By month’s end, my surfer identity diminished and I pressed on toward Tengpoche, feeling more like a yogi again. I still had two weeks to go, but never made it.
After a full day of trekking, I asked to spend the night at another monastery. When I arrived toward evening, the area was covered in mist and I had no idea where I was until the next morning when I stepped outside to brush my teeth. There, facing me and not far from where I stood, was a 25,000-foot glacier covered peak, rising vertical.
I said to myself, “no point in moving further,” and asked the abbot if I could stay. He agreed and gave me a small stone hut beside the monastery. It had rice paper windows and a place to burn wood in the middle of the floor. The wind howled through the walls which lacked mortar. It became my home for one year.
I sat meditating in my hut for almost the entire year, hours a day, the notable exception being every evening when I would converse with the abbot in the monastery, or when I gathered wood for the monastery with the mother of one of the abbot’s disciples.
The abbot criticized my meditation, saying I was no better than a hibernating bear, adopting the position but having no illumination. Nonetheless, I was growing more enthusiastic day by day, and despite the abbot’s warnings, I believed I was quite the yogi. Although the abbot tried to impress upon me the importance of having a spiritual guide and study, I was content doing it my way.
Despite my stubbornness, the lama and I were destined to become close friends. During that year I met many hermits, yogis, and high masters who visited the abbot. But, instead of becoming humbler, I became full of myself, imagining I was equal to the company I was keeping, not realizing that this surfer boy was but a novelty to them.
I was destined to be humbled, however, from eight words uttered by a carpenter whom I was to meet shortly after saying goodbye to Asia and hello to San Francisco.
I arrived in San Francisco, topknot and all, seeking a dharma center to continue where I left off in Asia. Having completed my two-year stint, I was very pleased with myself. I sought out a monastery to continue my practice and settled on Gold Mountain Monastery in the heart of the Mission District.
A week after I arrived my self-image was shattered unexpectedly.

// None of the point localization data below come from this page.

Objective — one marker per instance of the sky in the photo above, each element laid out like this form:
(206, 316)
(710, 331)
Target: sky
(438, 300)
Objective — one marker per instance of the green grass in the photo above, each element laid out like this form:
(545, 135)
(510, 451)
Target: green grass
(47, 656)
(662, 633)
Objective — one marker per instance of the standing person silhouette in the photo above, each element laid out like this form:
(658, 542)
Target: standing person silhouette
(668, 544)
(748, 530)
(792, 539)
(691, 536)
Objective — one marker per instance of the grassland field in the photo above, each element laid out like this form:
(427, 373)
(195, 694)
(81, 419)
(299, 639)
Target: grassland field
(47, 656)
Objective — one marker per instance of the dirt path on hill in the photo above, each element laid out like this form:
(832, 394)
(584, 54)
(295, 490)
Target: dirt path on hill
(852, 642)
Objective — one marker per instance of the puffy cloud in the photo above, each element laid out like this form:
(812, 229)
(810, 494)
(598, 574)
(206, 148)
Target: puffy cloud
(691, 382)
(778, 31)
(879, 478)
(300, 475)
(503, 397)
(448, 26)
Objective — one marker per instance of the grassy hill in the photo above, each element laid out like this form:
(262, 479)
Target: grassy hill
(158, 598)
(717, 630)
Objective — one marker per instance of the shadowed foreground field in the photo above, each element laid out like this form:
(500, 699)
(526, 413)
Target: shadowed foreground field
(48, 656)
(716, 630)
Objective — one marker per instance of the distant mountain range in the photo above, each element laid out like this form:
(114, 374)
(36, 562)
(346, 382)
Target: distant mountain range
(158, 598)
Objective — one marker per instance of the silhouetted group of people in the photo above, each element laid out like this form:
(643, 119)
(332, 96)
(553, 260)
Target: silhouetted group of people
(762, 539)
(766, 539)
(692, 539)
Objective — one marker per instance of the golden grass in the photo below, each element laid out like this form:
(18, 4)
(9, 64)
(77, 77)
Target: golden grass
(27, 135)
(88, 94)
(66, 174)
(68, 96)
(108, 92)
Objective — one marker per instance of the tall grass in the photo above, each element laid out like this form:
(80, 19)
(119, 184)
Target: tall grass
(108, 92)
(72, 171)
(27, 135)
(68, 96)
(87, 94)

I had wandered down into the basement to sand my coconut bowl in the monastery woodshop, where I met Alan Nicholson for the first time. I introduced myself and asked him why he was “here.” He stated his name and added:
“I am here to end birth and death.”
My topknot almost fell off my head, for here was a straight-laced, short-haired, redheaded carpenter telling me why the buddha taught the dharma, and it had nothing to do with being a cool yogi-looking guy, sitting around indulging himself in a meditative stupor that only served to bolster his ego.
Alan’s words set the stage for serious inquiry. I stayed in the monastery for 10 years, Allen, three decades longer. I will never forget the gift of his words.
Buddhism teaches that all things arise because of conditions and we all ripen according to our karma. The soil in which we grow may be different, but deep down we are all yogis.
I looked the part but wasn’t. Allen didn’t look the part, but was.
Appearances are deceptive. I was fooled by my own image; a game Allen didn’t bother with at all. He was ordinary in every way, save for a thirst for truth under an enlightened master, who was to become mine as well.
If this tale has an essential “takeaway,” it would be: to dive beneath the surface of ego driven propensities, in my case wanting to be a yogi, an enlightened master is essential. Without that, spiritual arrogance can fool almost everyone, and does.